Foto: Vogue Runway / Filippo Fior / Gorunway.com
Michael Kors, Fall/Winter 23, 2023
Foto: Vogue Runway / Filippo Fior / Gorunway.com
Michael Kors, Fall/Winter 23, 2023
Foto: Vogue Runway / Filippo Fior / Gorunway.com
Michael Kors, Fall/Winter 23, 2023
The same attitude was followed by the Eckhaus Latta duo, Mike Eckhaus and Zoe Latta who opened their show with a male model wearing a dark wool overcoat with reversed and exposed seams over a cropped blue and black sweater and wide-leg black trousers. A look that was completely away from the brand’s joyful aesthetic. There is a specific type of moodiness that makes clothes feel urgent and that’s why they look simple, decorated with zippers and seams only, fitted for every person’s daily routine.
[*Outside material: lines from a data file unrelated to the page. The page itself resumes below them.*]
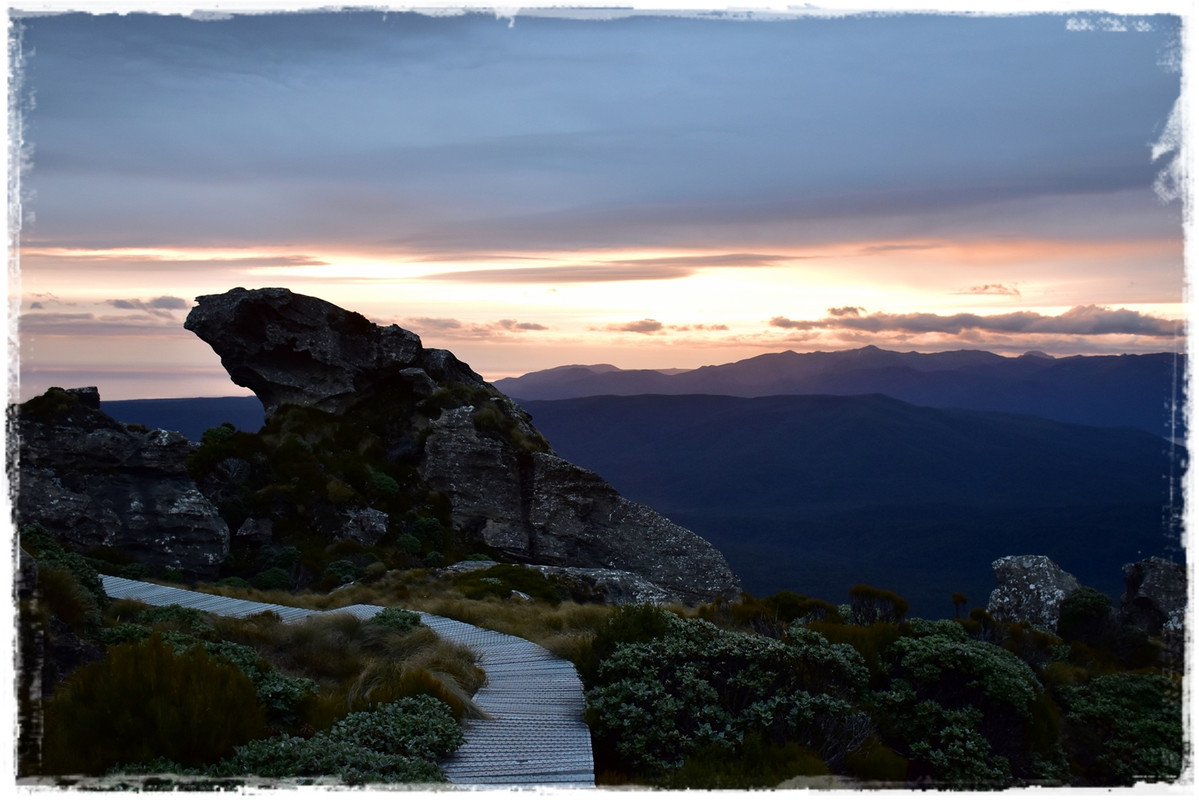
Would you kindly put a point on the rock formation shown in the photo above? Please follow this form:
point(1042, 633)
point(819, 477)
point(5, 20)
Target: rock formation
point(1155, 597)
point(294, 349)
point(94, 482)
point(615, 587)
point(469, 443)
point(1031, 588)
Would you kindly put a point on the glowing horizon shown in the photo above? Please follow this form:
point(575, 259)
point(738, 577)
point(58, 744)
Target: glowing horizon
point(633, 192)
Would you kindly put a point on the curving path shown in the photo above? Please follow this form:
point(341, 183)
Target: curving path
point(535, 735)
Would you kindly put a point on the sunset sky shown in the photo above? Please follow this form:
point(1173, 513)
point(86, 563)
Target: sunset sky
point(645, 191)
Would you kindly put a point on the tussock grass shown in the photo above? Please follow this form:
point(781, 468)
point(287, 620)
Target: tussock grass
point(359, 663)
point(566, 629)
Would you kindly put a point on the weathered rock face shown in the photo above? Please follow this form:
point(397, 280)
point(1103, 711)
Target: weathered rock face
point(294, 349)
point(538, 507)
point(469, 443)
point(616, 587)
point(1155, 597)
point(92, 482)
point(1031, 588)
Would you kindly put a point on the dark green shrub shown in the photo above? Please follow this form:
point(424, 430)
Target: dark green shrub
point(1086, 617)
point(417, 726)
point(757, 764)
point(339, 572)
point(217, 434)
point(1124, 728)
point(397, 743)
point(61, 595)
point(170, 575)
point(963, 711)
point(383, 485)
point(869, 605)
point(144, 702)
point(871, 642)
point(272, 578)
point(398, 619)
point(656, 703)
point(877, 763)
point(178, 618)
point(68, 584)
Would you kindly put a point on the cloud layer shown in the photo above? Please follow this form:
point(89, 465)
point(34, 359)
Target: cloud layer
point(1080, 320)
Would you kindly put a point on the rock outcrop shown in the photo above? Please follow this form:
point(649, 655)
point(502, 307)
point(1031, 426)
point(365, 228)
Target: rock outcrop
point(615, 587)
point(468, 443)
point(1031, 588)
point(1155, 597)
point(94, 482)
point(295, 349)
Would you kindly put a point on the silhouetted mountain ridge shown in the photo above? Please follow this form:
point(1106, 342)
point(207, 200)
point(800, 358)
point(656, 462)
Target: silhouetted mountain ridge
point(1143, 391)
point(815, 493)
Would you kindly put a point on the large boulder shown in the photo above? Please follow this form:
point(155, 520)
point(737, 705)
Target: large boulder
point(1031, 588)
point(1155, 597)
point(295, 349)
point(95, 482)
point(468, 443)
point(537, 507)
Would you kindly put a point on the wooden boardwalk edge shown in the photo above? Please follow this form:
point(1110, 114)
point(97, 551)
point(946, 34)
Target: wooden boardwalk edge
point(535, 735)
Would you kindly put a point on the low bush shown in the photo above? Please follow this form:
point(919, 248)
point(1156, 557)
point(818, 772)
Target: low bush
point(145, 701)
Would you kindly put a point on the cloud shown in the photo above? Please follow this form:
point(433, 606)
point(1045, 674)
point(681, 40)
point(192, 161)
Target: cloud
point(84, 324)
point(74, 258)
point(639, 326)
point(992, 288)
point(158, 306)
point(451, 328)
point(1080, 320)
point(513, 325)
point(637, 269)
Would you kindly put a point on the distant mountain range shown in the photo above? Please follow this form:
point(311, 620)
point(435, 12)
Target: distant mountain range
point(1143, 391)
point(817, 493)
point(910, 471)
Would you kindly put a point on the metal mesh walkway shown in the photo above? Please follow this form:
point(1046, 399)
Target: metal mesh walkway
point(535, 735)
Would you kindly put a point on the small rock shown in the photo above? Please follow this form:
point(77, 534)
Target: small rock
point(1031, 588)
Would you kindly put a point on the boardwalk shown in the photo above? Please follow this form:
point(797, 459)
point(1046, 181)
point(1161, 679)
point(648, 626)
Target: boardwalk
point(536, 735)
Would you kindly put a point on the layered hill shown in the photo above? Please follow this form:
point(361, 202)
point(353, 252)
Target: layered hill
point(817, 493)
point(1143, 391)
point(375, 449)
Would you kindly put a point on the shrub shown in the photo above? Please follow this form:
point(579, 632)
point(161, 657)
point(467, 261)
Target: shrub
point(290, 757)
point(339, 572)
point(963, 711)
point(178, 618)
point(871, 605)
point(420, 726)
point(272, 578)
point(144, 702)
point(398, 619)
point(1125, 727)
point(1085, 617)
point(397, 743)
point(217, 434)
point(656, 703)
point(383, 483)
point(759, 763)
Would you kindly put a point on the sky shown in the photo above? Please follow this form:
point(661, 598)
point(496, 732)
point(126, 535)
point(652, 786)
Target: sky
point(645, 190)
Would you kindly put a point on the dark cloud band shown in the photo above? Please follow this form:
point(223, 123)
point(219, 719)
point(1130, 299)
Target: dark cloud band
point(1080, 320)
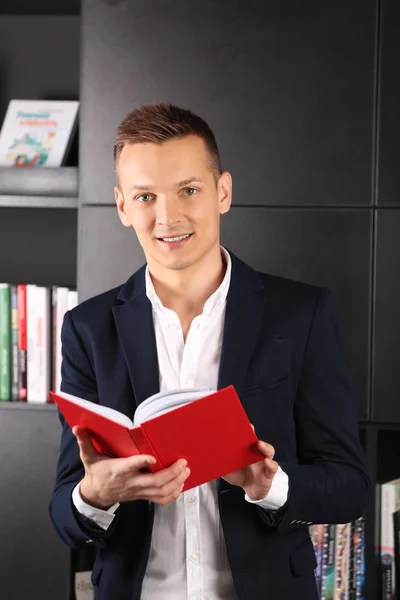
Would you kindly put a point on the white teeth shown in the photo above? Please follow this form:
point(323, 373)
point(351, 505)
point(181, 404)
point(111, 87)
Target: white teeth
point(177, 239)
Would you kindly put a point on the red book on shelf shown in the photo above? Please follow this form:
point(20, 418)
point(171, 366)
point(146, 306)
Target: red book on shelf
point(22, 342)
point(212, 433)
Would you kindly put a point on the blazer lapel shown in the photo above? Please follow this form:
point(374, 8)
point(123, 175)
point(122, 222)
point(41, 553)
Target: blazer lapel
point(134, 322)
point(245, 309)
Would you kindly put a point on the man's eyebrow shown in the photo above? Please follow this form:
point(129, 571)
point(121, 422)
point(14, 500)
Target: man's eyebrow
point(146, 188)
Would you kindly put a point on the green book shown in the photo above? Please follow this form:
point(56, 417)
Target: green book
point(5, 342)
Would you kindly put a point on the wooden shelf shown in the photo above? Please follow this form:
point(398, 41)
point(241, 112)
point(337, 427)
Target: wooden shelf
point(40, 181)
point(26, 406)
point(38, 202)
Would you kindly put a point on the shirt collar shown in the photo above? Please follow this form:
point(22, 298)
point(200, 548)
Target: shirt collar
point(218, 297)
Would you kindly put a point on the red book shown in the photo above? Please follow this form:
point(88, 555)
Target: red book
point(22, 342)
point(213, 433)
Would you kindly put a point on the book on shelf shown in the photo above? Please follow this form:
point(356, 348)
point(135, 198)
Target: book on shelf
point(30, 342)
point(37, 133)
point(340, 554)
point(189, 424)
point(389, 505)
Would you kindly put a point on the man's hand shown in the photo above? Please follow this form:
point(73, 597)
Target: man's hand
point(110, 480)
point(256, 479)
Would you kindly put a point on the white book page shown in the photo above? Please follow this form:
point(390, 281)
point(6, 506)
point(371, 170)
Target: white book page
point(105, 411)
point(164, 402)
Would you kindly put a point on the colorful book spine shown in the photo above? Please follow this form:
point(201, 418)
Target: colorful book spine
point(328, 567)
point(14, 344)
point(31, 342)
point(360, 559)
point(5, 342)
point(318, 541)
point(342, 561)
point(62, 307)
point(43, 344)
point(388, 507)
point(396, 528)
point(22, 344)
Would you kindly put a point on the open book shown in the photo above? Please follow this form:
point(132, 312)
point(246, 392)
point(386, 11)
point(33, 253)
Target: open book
point(209, 429)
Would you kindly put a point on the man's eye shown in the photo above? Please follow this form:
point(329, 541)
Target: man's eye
point(144, 198)
point(190, 191)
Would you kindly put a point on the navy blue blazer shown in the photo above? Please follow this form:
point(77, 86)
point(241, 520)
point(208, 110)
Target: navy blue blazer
point(282, 352)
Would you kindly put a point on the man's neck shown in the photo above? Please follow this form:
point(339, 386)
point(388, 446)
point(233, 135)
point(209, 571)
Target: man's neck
point(186, 291)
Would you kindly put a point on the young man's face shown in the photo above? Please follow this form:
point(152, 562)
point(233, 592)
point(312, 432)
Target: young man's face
point(169, 195)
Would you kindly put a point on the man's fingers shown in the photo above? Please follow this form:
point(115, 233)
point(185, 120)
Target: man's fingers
point(139, 461)
point(171, 488)
point(87, 450)
point(266, 449)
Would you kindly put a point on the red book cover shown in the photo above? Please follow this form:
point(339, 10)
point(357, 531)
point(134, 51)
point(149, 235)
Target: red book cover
point(212, 433)
point(22, 342)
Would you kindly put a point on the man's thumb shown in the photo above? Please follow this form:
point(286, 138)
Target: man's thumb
point(87, 450)
point(141, 461)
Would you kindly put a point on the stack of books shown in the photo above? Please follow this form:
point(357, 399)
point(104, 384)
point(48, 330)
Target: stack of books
point(340, 554)
point(31, 317)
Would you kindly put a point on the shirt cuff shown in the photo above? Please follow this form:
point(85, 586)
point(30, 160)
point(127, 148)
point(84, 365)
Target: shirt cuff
point(277, 495)
point(102, 518)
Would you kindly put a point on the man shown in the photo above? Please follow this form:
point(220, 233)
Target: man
point(196, 316)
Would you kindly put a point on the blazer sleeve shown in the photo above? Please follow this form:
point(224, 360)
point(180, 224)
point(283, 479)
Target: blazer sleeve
point(329, 483)
point(78, 378)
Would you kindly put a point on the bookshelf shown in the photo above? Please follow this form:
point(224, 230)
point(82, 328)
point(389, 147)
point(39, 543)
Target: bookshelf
point(340, 193)
point(38, 244)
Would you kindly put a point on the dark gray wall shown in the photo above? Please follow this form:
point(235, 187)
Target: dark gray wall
point(34, 562)
point(288, 89)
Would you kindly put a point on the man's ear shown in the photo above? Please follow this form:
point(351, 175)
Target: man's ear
point(120, 201)
point(224, 192)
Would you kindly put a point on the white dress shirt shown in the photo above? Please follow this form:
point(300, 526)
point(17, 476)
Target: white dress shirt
point(188, 558)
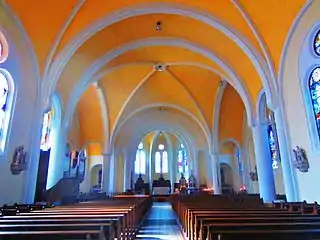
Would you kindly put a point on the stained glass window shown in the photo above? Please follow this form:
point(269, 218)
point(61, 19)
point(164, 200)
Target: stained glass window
point(316, 44)
point(314, 87)
point(239, 161)
point(161, 160)
point(273, 147)
point(45, 144)
point(182, 161)
point(1, 50)
point(158, 162)
point(140, 163)
point(4, 93)
point(4, 89)
point(165, 162)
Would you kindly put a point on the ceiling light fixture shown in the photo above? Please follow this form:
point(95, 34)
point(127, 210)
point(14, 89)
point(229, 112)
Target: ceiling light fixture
point(160, 67)
point(159, 26)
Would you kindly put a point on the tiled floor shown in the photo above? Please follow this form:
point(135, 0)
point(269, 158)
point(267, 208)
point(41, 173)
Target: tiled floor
point(160, 224)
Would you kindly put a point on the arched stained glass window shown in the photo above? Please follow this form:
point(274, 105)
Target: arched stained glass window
point(161, 160)
point(314, 87)
point(140, 163)
point(158, 162)
point(6, 93)
point(183, 162)
point(45, 144)
point(4, 90)
point(316, 44)
point(4, 49)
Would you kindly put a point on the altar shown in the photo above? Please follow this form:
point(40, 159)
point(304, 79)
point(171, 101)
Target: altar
point(161, 190)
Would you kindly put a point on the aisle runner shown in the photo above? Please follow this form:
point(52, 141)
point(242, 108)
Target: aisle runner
point(160, 224)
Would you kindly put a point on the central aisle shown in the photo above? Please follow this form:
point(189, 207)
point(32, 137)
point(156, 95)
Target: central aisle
point(160, 224)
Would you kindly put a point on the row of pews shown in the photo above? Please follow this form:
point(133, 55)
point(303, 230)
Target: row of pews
point(246, 217)
point(114, 218)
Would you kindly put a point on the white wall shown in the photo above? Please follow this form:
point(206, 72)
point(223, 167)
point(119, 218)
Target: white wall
point(296, 67)
point(26, 121)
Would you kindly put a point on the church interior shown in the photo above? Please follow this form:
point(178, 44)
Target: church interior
point(200, 117)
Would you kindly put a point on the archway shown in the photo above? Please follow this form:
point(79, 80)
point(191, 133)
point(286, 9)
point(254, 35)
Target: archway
point(231, 163)
point(227, 180)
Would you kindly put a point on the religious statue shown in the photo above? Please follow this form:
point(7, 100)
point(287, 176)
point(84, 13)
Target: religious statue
point(18, 161)
point(300, 159)
point(183, 183)
point(192, 180)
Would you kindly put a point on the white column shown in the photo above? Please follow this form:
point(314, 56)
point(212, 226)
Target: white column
point(264, 163)
point(172, 163)
point(287, 171)
point(127, 172)
point(106, 170)
point(215, 165)
point(57, 155)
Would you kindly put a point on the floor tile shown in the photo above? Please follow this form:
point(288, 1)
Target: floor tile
point(160, 224)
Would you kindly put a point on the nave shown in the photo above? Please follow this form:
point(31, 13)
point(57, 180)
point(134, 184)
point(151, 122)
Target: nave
point(160, 224)
point(193, 217)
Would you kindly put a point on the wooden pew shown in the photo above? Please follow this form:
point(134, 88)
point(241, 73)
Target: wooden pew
point(112, 219)
point(224, 218)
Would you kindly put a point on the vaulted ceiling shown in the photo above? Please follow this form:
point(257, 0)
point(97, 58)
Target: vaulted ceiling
point(201, 42)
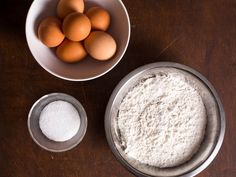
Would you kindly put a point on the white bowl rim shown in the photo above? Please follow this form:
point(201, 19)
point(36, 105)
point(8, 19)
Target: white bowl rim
point(89, 78)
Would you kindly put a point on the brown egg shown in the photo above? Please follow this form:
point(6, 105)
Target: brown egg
point(71, 52)
point(99, 18)
point(100, 45)
point(76, 26)
point(49, 32)
point(66, 7)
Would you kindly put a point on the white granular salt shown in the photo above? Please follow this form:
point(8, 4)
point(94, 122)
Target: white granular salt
point(59, 121)
point(161, 121)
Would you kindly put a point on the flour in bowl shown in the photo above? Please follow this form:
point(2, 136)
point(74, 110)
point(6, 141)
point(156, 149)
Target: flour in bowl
point(161, 121)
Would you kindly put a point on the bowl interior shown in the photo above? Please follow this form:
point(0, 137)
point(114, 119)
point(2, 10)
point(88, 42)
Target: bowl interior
point(88, 68)
point(40, 138)
point(210, 139)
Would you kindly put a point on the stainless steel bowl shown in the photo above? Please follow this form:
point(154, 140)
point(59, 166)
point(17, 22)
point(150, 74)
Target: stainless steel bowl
point(37, 135)
point(213, 138)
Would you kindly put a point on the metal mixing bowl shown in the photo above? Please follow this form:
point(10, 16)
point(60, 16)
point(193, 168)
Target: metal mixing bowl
point(213, 137)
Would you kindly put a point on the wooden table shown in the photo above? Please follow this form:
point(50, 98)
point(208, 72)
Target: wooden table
point(200, 34)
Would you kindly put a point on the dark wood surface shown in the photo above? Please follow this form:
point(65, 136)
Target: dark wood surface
point(200, 34)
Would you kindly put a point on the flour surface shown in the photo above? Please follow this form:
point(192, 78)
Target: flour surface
point(161, 120)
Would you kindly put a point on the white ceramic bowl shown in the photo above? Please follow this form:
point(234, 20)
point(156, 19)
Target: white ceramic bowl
point(88, 68)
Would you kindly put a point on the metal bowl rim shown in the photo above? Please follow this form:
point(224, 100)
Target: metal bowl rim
point(185, 68)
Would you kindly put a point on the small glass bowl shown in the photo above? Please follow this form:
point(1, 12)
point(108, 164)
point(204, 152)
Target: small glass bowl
point(36, 133)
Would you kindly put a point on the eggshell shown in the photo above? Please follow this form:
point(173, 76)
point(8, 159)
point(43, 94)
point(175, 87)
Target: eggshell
point(71, 52)
point(76, 26)
point(66, 7)
point(99, 18)
point(49, 32)
point(100, 45)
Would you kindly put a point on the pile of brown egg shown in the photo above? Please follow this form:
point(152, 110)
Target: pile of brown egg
point(76, 34)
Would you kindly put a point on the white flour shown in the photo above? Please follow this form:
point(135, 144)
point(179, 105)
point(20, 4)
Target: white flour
point(162, 120)
point(59, 121)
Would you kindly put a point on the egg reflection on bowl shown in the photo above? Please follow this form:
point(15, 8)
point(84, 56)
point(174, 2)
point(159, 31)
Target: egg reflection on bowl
point(87, 68)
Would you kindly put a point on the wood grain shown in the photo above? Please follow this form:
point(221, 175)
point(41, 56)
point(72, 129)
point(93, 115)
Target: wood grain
point(200, 34)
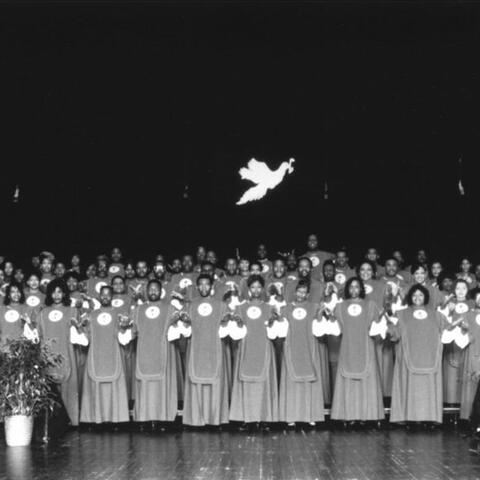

Kaite, Tibi, Tory Burch, Gabriela Hearst, Brandon Maxwell, and Michael Kors also created clothes for every woman’s everyday life, keeping them simple and very black. Kaite reinterpreted Diana Vreeland’s style into a contemporary power dressing game filled with black looks, leather, and shearling while Brandon Maxwell focused on grown-up tailoring with minimum embellished details. Every sign of lux extravaganza seems to be silent this season, prints and details are quietly hiding from the eye under fabric or as an inside garment detail and every explosion of creativity is being restricted to a minimalistic approach of the late 80s and 90s. A wave of modern simple dressing styles that Calvin Klein and Miuccia Prada bring to the world of high fashion. 
Foto: Profimedia
Luis De Javier fashion show during New York Fashion Week Fall/Winter 23, 2023
Within this sphere of safe simplicity, someone boldly stood up only to be an apostle for the importance of imagination and teach us the role of raw creativity in fashion. In a too-commercial New York Fashion Week Thom Browne, chairman of the Council of Fashion Designers of America, got inspired by ‘’The Little Prince’’, a fairytale and a boy’s dream who made the designer the Price of NYFW. Eight tons of sand had been trucked in and scattered across the floor to make a giant clock-shaped desert, with a life-size biplane crashed in the middle. Male and female models walked theatrically while having extra long and wavy nails and wearing coats with broad shoulders, dresses with vibrant motifs, and an overload of tailoring patchwork. For Mr. Browne, gender doesn’t exist in his vocabulary, such as the word boring fashion.